Look at what actually happened vs. what you planned. Ask: Did growth spending move the needle? Did fixed costs creep up?
You’ll spot patterns fast. Like how that $200/month SaaS tool hasn’t been opened in 47 days. (Yes, I checked.)
This is where the Money Disbusinessfied guide helps.
It walks through real spreadsheets (not) theory.
Skip the guilt. Skip the spreadsheet overwhelm. Just decide what grows you.
And fund that first.
That’s how budgets stop restricting.
And start fueling.
Strategic Funding: Not When You Need It (But) When You Can Say No
I fund things when I’m not desperate.
That’s the only time it works.
You think you need money when the bills pile up. Nope. That’s when you get screwed.
Real funding happens when your cash flow is stable. When you’ve tested the idea with real customers. When you can walk away from a bad deal.
I raised $200K last year. Not because I needed it to survive. Because I had three paying clients, a 72% gross margin, and a waitlist.
If you’re asking “How much should I raise?” (stop.)

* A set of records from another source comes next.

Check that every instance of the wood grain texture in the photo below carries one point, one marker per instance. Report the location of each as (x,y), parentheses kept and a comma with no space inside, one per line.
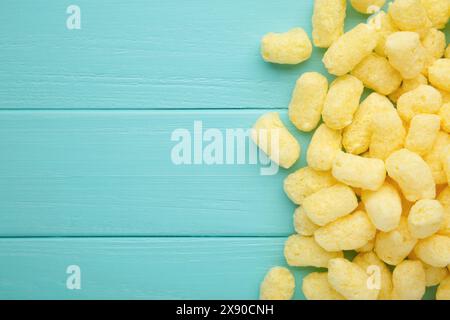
(148,54)
(142,268)
(110,173)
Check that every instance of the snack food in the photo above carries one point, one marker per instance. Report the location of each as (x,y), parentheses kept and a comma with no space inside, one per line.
(323,148)
(316,287)
(350,49)
(270,134)
(406,53)
(329,204)
(367,6)
(301,251)
(291,47)
(425,218)
(350,280)
(409,281)
(359,172)
(377,74)
(278,284)
(342,101)
(412,174)
(328,21)
(306,181)
(347,233)
(384,207)
(307,101)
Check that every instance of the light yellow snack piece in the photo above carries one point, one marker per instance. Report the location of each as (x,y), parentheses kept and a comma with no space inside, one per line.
(445,96)
(438,11)
(377,74)
(303,225)
(388,134)
(443,291)
(412,174)
(301,251)
(359,172)
(329,204)
(439,74)
(307,101)
(444,113)
(316,287)
(347,233)
(356,137)
(350,49)
(270,134)
(410,15)
(409,281)
(445,158)
(342,101)
(278,284)
(367,6)
(367,248)
(406,53)
(368,261)
(385,27)
(434,275)
(407,86)
(425,218)
(290,47)
(434,250)
(394,246)
(434,44)
(350,280)
(306,181)
(444,199)
(435,156)
(323,148)
(384,207)
(422,134)
(328,21)
(423,99)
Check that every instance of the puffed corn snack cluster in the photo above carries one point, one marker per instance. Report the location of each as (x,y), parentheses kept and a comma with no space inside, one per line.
(378,168)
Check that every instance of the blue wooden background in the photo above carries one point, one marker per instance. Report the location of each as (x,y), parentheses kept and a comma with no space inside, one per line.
(85,171)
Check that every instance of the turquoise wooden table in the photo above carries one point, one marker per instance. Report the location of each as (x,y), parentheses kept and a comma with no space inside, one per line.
(91,203)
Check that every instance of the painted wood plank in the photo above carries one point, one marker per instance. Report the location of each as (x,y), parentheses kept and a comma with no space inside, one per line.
(103,173)
(148,54)
(141,268)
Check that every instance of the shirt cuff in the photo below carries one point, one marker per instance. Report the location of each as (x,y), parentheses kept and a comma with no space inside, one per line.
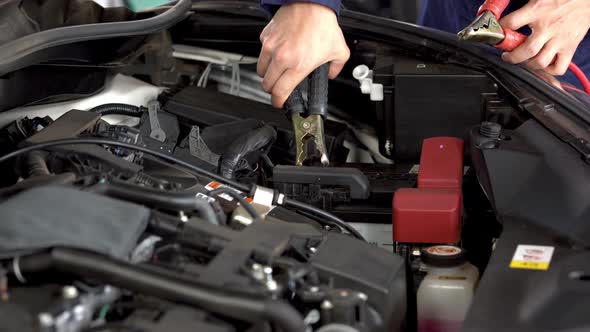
(271,6)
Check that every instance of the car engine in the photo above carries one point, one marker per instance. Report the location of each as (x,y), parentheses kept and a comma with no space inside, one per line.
(162,195)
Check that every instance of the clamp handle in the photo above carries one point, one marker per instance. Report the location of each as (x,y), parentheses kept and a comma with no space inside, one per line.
(496,7)
(318,91)
(295,103)
(512,40)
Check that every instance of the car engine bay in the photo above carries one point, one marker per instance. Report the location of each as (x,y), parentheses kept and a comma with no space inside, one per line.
(158,192)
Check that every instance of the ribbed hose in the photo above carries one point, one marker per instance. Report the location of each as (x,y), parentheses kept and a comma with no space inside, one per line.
(158,199)
(35,165)
(119,109)
(244,145)
(123,275)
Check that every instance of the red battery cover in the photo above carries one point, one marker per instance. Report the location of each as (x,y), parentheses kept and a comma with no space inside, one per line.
(427,215)
(432,212)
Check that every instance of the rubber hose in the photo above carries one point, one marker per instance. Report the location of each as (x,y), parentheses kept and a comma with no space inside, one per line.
(328,218)
(135,278)
(159,199)
(35,165)
(46,180)
(241,147)
(119,109)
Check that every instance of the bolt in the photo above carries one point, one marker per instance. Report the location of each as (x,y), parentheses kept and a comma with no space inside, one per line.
(69,292)
(327,305)
(312,317)
(45,319)
(183,217)
(490,130)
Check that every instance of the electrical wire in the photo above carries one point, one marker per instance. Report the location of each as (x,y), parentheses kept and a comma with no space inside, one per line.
(330,218)
(238,196)
(326,215)
(101,141)
(581,76)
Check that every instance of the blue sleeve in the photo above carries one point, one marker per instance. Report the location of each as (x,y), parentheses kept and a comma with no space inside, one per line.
(272,5)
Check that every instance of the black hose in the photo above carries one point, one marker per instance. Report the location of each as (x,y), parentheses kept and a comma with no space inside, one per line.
(119,109)
(47,180)
(238,196)
(163,156)
(331,219)
(236,185)
(158,199)
(244,145)
(124,275)
(35,165)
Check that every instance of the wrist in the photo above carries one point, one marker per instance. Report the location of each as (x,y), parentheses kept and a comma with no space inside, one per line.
(334,5)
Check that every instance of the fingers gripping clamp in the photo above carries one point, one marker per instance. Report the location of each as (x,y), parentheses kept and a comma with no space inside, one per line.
(308,120)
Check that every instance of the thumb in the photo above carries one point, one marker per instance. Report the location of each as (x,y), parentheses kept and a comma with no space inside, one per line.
(338,62)
(335,68)
(519,18)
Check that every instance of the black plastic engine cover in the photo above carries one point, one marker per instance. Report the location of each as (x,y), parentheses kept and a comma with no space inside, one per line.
(349,263)
(209,107)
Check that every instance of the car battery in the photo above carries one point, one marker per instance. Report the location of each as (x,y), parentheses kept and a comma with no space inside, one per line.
(424,99)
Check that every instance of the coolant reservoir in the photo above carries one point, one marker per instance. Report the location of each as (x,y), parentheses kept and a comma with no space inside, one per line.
(445,294)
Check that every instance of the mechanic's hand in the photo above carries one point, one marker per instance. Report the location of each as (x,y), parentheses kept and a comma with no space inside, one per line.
(300,38)
(558,27)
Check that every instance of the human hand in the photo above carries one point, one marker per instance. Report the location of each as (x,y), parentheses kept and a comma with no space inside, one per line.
(300,37)
(558,27)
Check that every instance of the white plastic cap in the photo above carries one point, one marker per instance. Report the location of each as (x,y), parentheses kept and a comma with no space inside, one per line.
(377,92)
(361,72)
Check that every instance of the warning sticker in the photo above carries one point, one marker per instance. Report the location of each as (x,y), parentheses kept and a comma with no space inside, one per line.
(532,257)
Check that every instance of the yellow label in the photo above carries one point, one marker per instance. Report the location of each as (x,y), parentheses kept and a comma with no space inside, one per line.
(529,265)
(532,257)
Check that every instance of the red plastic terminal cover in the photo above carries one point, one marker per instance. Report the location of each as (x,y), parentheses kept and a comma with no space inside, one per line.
(427,215)
(432,213)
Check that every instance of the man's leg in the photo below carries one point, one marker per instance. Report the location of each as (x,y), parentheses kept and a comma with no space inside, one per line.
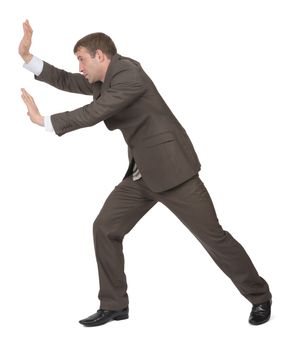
(124,207)
(191,203)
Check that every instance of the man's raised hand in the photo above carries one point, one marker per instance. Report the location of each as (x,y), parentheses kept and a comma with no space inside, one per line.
(25,43)
(32,110)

Ask “What’s the smallest amount that lets me hit my next provable milestone?”
I don’t use venture math. I use rent math. Can I pay rent, payroll, and one dev tool for six months?
If yes, I’m funded enough.
Term sheets lie. Interest rates hide. Personal guarantees show up at 2 a.m. on a Tuesday.
You’ll see “flexible repayment” in fine print.
It means “we’ll take your laptop if you miss two payments.”
(Yes, I checked.)
The Money Guide Disbusinessfied tells you exactly which clauses to delete before signing.
Not all lenders are sharks. But most won’t tell you their teeth are sharp until the contract’s signed.
I wrote more about this in Business Tips Disbusinessfied.
I keep 18 months of operating costs in a separate account. Not invested. Not “optimized.” Just sitting there.
Cold hard cash you can touch.
That buffer changes everything.
It flips “Can we afford this hire?” to “Does this person make us more valuable tomorrow?”
Bootstrapping isn’t noble.
It’s just safer.
Growth without control is just faster bankruptcy.
Want to know what actually works when banks say no? What credit lines don’t require your firstborn? What grants actually get paid out (not just promised)?
Done With the Jargon
I’ve seen what happens when people try to manage money using broken systems.
You’re tired of fake advice. Tired of charts that don’t match your rent. Tired of “experts” who’ve never missed a paycheck.
Money Guide Disbusinessfied cuts that noise. It’s built for real numbers. Real stress.
Real decisions.
You didn’t sign up for theory. You needed clarity. Not another 47-step system.
So why keep guessing?
Click download now. Get the guide. Read page one tonight.
It’s free. It’s direct. And it’s already helped over 12,000 people stop stressing and start acting.
Your turn.
Go ahead. Open it. Then tell me what changed.


Head of Financial Content & Analytics
Victorian Shawerdawn writes the kind of on-chain economic models content that people actually send to each other. Not because it's flashy or controversial, but because it's the sort of thing where you read it and immediately think of three people who need to see it. Victorian has a talent for identifying the questions that a lot of people have but haven't quite figured out how to articulate yet — and then answering them properly.
They covers a lot of ground: On-Chain Economic Models, Capital Flow Strategies, Financial Trends Tracker, and plenty of adjacent territory that doesn't always get treated with the same seriousness. The consistency across all of it is a certain kind of respect for the reader. Victorian doesn't assume people are stupid, and they doesn't assume they know everything either. They writes for someone who is genuinely trying to figure something out — because that's usually who's actually reading. That assumption shapes everything from how they structures an explanation to how much background they includes before getting to the point.
Beyond the practical stuff, there's something in Victorian's writing that reflects a real investment in the subject — not performed enthusiasm, but the kind of sustained interest that produces insight over time. They has been paying attention to on-chain economic models long enough that they notices things a more casual observer would miss. That depth shows up in the work in ways that are hard to fake.